L'Hiver, François Boucher (1707-1770)

Sarah Charles, soprano, la soliste de la cantate Le Printemps. possède une voix agile au timbre acidulé très séduisant. Elle donne beaucoup de relief à chacun des airs et est irrésistible dans la délicieuse sicilienne, Venez sous ce feuillage (2) dans laquelle intervient le ravissant traverso de Marta Gawlas . Plus loin, L’amour ordonne la fête (4), est l’unique rondeau de l’oeuvre entière et on attend avec impatience le retour du charment refrain tandis que la chanteuse nous enchante par ses vocalises.

Dans l’Eté, Enguerrand de Hys, ténor, donne beaucoup de puissance expressive à l’air sublime O, toi qui répand l’abondance (9). Cet air débute par une magnifique introduction à la basse de viole de Natalia Timofeeva puis le chanteur déroule une mélopée plaintive très émouvante. On ne peut qu’admirer la diction superlative et le timbre séduisant de ce ténor. A noter que dans cet air chacune des sections est précédée d’une ritournelle indépendante comme dans l’aria da capo. Plus loin, après une longue introduction à la basse de viole, l’air, Moissonnez ces fertiles plaines (11), est très dynamique et nerveux mais évolue dans une ambiance inquiète.

Avec l’Automne, Marc Mauillon pouvait étaler toutes les facettes de son art. Dans l’air Chantons, dansons, Bacchus va combler vos désirs (16), le baryténor fascine grâce au timbre inimitable de sa voix et son admirable diction.  Changement d’atmosphère avec l’air mélancolique, Coule, coule dans nos veines (18), accompagné par la flûte langoureuse et le théorbe enchanteur de Léa Masson. La structure de l’air est de type ABA’ et chaque section est précédée d’une jolie ritournelle comme dans l’aria da capo.

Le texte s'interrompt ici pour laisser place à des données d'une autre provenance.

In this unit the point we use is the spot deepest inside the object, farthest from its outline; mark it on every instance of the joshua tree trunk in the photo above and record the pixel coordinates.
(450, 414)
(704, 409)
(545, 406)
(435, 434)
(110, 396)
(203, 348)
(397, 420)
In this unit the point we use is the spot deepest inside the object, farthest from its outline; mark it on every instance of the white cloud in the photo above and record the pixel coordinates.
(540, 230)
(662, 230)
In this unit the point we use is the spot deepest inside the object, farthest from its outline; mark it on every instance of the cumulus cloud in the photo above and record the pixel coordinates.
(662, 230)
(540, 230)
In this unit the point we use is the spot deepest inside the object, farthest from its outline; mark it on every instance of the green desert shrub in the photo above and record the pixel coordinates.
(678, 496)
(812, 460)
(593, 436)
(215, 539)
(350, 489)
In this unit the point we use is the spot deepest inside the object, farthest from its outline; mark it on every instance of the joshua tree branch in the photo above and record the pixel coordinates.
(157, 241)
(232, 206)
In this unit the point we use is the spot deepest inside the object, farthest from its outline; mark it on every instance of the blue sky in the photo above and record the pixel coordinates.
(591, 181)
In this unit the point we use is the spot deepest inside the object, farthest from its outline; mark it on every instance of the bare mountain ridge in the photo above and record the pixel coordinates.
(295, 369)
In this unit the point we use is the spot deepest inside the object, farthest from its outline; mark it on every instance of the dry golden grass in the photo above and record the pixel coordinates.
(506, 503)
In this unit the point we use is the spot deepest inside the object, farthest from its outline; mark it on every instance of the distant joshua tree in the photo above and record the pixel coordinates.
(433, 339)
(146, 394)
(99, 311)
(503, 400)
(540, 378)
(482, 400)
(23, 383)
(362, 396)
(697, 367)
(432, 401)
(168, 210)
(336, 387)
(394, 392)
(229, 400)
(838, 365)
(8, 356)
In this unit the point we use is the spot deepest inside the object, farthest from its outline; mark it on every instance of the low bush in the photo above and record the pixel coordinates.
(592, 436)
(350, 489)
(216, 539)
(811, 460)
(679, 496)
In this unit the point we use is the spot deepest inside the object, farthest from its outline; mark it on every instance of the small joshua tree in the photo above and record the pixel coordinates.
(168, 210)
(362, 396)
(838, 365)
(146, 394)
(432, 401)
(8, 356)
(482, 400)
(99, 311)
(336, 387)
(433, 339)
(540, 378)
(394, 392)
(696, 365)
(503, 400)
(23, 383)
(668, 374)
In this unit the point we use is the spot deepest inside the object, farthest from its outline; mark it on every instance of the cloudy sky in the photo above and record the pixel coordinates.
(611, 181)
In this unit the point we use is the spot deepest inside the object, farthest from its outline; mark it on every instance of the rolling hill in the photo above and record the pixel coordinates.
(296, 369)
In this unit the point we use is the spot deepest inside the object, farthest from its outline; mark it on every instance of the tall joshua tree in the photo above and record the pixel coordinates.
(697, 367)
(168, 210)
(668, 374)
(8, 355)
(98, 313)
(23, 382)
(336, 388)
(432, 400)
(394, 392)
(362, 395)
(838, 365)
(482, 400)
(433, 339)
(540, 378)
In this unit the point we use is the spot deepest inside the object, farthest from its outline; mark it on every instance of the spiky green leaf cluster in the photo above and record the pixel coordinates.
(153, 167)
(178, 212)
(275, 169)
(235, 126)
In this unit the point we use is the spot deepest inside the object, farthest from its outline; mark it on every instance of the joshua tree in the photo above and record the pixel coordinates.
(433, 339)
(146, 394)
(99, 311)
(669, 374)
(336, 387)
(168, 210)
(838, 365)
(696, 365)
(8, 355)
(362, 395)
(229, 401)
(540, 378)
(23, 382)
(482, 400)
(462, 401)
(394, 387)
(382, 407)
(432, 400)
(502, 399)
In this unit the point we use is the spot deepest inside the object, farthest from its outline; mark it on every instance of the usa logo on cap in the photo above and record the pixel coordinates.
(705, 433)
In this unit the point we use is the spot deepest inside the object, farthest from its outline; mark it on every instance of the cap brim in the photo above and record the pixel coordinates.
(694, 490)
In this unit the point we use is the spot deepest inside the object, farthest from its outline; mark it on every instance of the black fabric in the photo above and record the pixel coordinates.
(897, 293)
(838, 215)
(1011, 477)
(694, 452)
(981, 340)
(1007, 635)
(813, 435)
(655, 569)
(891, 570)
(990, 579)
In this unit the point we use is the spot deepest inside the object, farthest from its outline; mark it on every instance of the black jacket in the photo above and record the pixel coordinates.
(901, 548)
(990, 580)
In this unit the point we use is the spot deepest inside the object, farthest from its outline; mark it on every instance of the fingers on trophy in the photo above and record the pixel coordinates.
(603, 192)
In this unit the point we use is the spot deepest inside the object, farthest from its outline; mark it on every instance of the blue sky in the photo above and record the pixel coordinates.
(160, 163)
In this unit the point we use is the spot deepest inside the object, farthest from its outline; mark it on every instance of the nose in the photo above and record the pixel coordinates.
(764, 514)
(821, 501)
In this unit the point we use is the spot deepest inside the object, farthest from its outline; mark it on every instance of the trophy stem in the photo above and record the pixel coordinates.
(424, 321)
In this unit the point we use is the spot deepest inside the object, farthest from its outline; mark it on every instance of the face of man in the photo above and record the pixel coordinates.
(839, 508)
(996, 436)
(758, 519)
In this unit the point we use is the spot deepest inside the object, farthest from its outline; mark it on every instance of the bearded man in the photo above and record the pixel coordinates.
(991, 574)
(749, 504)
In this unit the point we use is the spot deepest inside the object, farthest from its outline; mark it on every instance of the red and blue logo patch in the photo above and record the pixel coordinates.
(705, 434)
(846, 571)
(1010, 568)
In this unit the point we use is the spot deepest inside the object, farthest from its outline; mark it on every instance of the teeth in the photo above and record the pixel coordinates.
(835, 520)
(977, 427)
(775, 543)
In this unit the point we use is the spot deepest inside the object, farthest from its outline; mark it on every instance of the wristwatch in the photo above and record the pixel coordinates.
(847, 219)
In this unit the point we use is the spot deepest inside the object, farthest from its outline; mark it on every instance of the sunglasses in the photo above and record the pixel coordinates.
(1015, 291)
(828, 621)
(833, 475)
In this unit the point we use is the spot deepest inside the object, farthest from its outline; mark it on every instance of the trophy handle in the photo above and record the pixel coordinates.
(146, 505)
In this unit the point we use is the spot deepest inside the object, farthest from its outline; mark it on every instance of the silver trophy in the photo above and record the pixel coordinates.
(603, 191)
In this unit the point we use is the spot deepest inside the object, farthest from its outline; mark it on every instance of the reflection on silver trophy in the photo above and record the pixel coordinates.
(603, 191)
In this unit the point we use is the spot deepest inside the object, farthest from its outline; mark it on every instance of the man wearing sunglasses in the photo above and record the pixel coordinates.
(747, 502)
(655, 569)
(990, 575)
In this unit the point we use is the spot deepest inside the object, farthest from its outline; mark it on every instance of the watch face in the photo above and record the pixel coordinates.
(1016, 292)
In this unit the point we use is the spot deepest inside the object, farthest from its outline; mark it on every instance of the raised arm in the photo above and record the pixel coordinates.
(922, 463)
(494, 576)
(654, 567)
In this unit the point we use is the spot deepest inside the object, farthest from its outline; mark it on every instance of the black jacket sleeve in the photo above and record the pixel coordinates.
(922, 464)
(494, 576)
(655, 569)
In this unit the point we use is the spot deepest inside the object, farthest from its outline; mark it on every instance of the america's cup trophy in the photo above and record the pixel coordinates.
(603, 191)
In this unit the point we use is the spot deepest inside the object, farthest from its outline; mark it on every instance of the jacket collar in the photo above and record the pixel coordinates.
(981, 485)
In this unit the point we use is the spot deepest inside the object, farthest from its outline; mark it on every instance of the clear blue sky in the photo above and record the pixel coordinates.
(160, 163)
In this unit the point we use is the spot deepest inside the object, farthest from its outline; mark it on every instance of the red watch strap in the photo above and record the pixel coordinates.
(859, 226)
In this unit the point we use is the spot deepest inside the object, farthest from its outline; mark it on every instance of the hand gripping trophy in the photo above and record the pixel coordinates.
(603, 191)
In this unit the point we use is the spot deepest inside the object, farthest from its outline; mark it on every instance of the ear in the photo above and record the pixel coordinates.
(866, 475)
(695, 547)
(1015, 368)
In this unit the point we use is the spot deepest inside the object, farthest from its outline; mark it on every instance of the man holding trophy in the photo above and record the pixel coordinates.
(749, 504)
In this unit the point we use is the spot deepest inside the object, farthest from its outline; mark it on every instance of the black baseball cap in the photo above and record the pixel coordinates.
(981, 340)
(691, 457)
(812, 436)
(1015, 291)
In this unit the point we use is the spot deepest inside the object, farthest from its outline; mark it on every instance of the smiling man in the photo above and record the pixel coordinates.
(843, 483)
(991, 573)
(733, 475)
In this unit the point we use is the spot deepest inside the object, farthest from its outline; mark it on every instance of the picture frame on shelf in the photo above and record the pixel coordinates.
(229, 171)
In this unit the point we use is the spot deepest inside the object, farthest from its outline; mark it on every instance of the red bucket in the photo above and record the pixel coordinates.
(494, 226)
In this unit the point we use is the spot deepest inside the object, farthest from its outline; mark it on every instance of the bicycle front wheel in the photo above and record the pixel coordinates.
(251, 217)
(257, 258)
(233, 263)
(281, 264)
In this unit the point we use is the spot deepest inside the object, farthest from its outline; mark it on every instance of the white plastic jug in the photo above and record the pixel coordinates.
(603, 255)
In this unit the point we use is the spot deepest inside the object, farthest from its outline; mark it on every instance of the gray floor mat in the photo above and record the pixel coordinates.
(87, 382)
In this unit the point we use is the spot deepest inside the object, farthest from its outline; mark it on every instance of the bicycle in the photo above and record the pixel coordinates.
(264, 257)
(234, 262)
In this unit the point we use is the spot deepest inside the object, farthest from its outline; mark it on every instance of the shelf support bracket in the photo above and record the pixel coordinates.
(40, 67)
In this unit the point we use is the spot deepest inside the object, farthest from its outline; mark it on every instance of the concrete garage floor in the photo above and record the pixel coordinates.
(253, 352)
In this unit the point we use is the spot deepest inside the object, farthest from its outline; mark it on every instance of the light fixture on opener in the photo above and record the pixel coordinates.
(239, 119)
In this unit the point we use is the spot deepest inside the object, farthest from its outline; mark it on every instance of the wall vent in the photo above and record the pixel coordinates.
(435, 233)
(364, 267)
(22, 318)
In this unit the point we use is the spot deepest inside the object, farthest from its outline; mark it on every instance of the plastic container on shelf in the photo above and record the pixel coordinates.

Dans l’Hiver, Lili Aymonino attire l’attention avec sa voix au timbre très brillant rehaussé par un léger vibrato. L’air Charmants zéphirs (22) est intense et la soprano lui donne un tour très séduisant. L’accompagnement est très raffiné avec un théorbe qui égrène de belles notes pures. Plus loin on remarque un bel arioso très français, Mais au milieu de tant d’alarmes (23), sur une basse obstinée de chaconne. L’air, Souverain maître du tonnerre (26), est peut-être le sommet de tout le cycle par son caractère intensément expressif. C’est une sarabande dont l’écriture polyphonique met en jeu une basse de viole concertante opérant dans le suraigu et formant avec le traverso et la voix magnifique de la soprano de subtils aggrégats harmoniques. Enfin le dernier air, Enfin Borée arrive met en jeu la symphonie toute entière dans laquelle se distinguent les deux violons enchanteurs de Koji Yoda et Akane Hagigara ainsi que les vocalises et mélismes aériens de la soprano..

Avec sa connaissance approfondie du répertoire baroque, Chloé de Guillebon assure au clavecin la basse continue avec sensibilité et raffinement et en même temps dirige avec brio l’orchestre de l’Opéra Royal et les chanteurs.


Cette ode à la nature est une pièce maitresse de l’art français. Chloé de Guillebon, les chanteurs et l’orchestre de l’Opéra Royal en donnent une interprétation admirable. La présentation de ce CD labellisé Château de Versailles Spectacles est impeccable. A l’intérieur de la notice, quatre magnifiques peintures de François Boucher (1703-1770) illustrent idéalement ce superbe album.